Making quality a priority for aged care

Craig Porte, Managing Director, Civica Care Asia-Pacific

In this guest post, Craig Porte – Managing Director at Civica Care, shares his views on the importance of investment in systems and interoperability to provide better quality of service and improvements in staff management.

The recommendations on aged care handed down by the royal commission have the potential to transform the aged care sector over the coming years.

However, while a rights-based system in which entitlement to care and support would no longer be capped but based on needs and preferences is a laudable goal, there is a significant need to address quality of care before putting more elderly people into the system.

While the commission suggests introducing a new oversight body – an independent inspector-general to investigate and monitor governance of the aged care system – quality of care would be significantly improved if the current regulator saw to it that providers close the gaps in their disjointed technology systems.

Too often today, systems that are not designed for the sector’s needs mean important data about quality and risk isn’t captured or interpreted appropriately or doesn’t flow up to senior management and the board in a timely fashion – or at all. Yet it is only by having better information about what is going on in your organisation that senior management can make better decisions on matters of quality and risk, improving the services delivered.

Improving quality also demands employing more of the right people. In this regard the commission’s call for improved workforce conditions and capabilities is important. Providers must bring in people who are appropriately trained, have the necessary certificates, and know what they’re doing. That will require a review of pay levels, which remain the biggest impediment to more qualified people entering the market.

While additional funding is welcome, it’s critical that government and care providers improve efficiency through better interoperability. This would allow providers to get more out of every dollar allocated and have flow on effects in terms of the quantity and quality of care workers who can be brought into the system. Presently, much of the information in the care community sits in siloed systems, creating delays, doubling handling and adding to the likelihood of errors.

Civica has worked with the Department of Health on aged care platforms including Medicare Online and My Aged Care, and the National Disability Insurance Scheme, co-designing API-based solutions that enhance the electronic transfer of information between government and service providers within the health ecosystem.

These partnerships are helping to improve the e-referral and business to government processes so that those who are referring patients to MyAgedCare and onto service providers – GPs and hospitals, for example – have a standardised electronic portal for capturing and sharing that information, and payment processes are efficient.

Investment in technology will also be critical to expedite onboarding of new workers needed to respond to the high level of unmet needs that already exists in the sector today – as well as those of a growing ageing population.
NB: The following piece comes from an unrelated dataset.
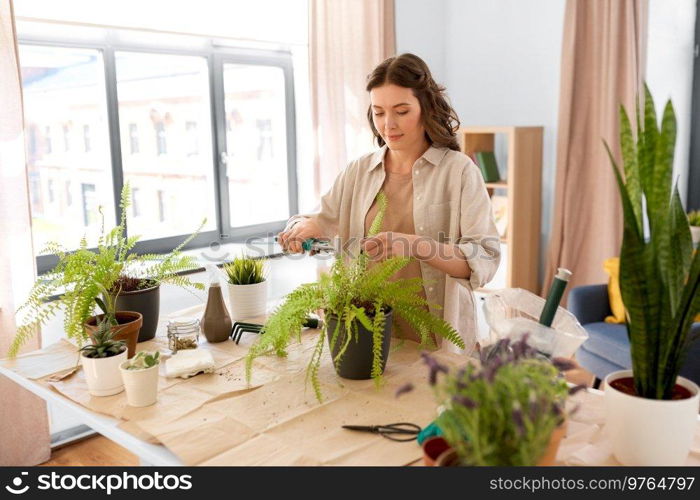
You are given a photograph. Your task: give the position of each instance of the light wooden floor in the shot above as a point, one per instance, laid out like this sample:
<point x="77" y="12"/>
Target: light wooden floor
<point x="95" y="451"/>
The paper-based systems many providers use today can see delays of a month or more to get new employees into the system, ensure their certificates are in order, and rostered to provide care. This is contributing to a backlog in unmet needs and low quality of care, as there simply aren’t enough people available when they are needed. It also means that funding is often available – as would-be clients have received care packages – but cannot be spent due to lack of carers to deliver the care. Returning to the issue of quality, many providers operate rostering and HR systems that are separate and not integrated, which can mean that lapses in qualifications or certificates are not picked up on soon enough.

The royal commission’s recommendations have the potential to create much needed change. But without investment in technology to streamline workflows, integrate disjointed systems and improve risk management, closing the information and care gap and improving access to quality care for elderly Australians will remain a challenge.